Monday, March 26, 2012

Is This the Sun? An Examination of Van Gogh Up Close


Is this the sun?


If not, what is it?


Is this a cloud?


If not, what is it?

I ask you these questions because they came up in a recent class I taught at the Osher Lifelong Learning Institute in Wilmington.

This was the 7th class, and I was feeling buoyed by the progress of my 70 students.  They "were getting it," or so I thought.

Since many of them had either gone to see or were going to see Van Gogh Up Close at the Philadelphia Museum of Art, I showed them the following two pictures by Vincent van Gogh.  In both, he used olives trees as his subject. 

Olive Trees, 1889, Minneapolis Institute of Arts
Olive Trees, 1889, Museum of Modern Art
During this class, I explained how a picture is born.  I used this chart, which you may remember from the post “What’s the Matter”:


My students indicated by their responses and questions they understood the following points:


1.     An artist encounters a subject, and it acts on him, and he acts back on it: at that moment, he sees something in that subject that interests him and everything changes.

2.     At the moment of that first “interested” look, the artist discovers an idea, a purpose, an intent, a goal—this is not verbal; it is a color idea. 

3.     To make the picture, he invents new “matter” (I call this “color stuff”) by creating new relationships among light, line, color, and space (his means).

4.     He works all this out by painting the picture.

5.     When he is finished, as Matisse said, he looks at the picture as a mother looks at her newborn baby: with the hope of understanding it.

All good, so far.

Then a student raised her hand.  She said, “I think the difference in those two pictures is the weather.  In one, it was sunny; in the other, it wasn’t.”

Such is the seduction of the subject.

So, I ask you again: is this the sun?



No, of course it isn’t.  It is a flat series of small, rectilinear yellow and orange color shapes that spiral around a series of small, rectilinear yellow color shapes that spiral within an orange-banded circle.

Is this a cloud?


No, it isn’t.  It is a curvy series of yellow, light blue, pink, and tan lines that swirl into light mounds and float from left to right.

We started again.


I turned both pictures upside down and asked them to examine the composition of each, the light, line, color, and space in each, and then state the picture idea of each of them.
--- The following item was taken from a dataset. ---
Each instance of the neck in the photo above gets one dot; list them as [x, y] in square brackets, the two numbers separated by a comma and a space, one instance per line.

 I reminded them of what Matisse said:


“The object [subject] is an actor, . . . it must act powerfully on the imagination. . . . The artist’s feelings, expressing themselves through it, must make it worthy of interest; it says only what one makes it say.”   (quoted by de Mazia, in “Subject and Subject Matter,” Vistas, Spring-Summer 1980, Vol. 2, No. 1, p. 48)

And I reminded them of what John Dewey said: “The work is formed matter.” (Art as Experience, p. 114).

In other words, van Gogh made pictures.  He made them based on the meaning of his aesthetic experience as he interacted with his subject.  He made pictures, not olive trees on a sunny or a cloudy day. 

Now I ask you to do what I asked them to do:  look at these two pictures and describe what you see.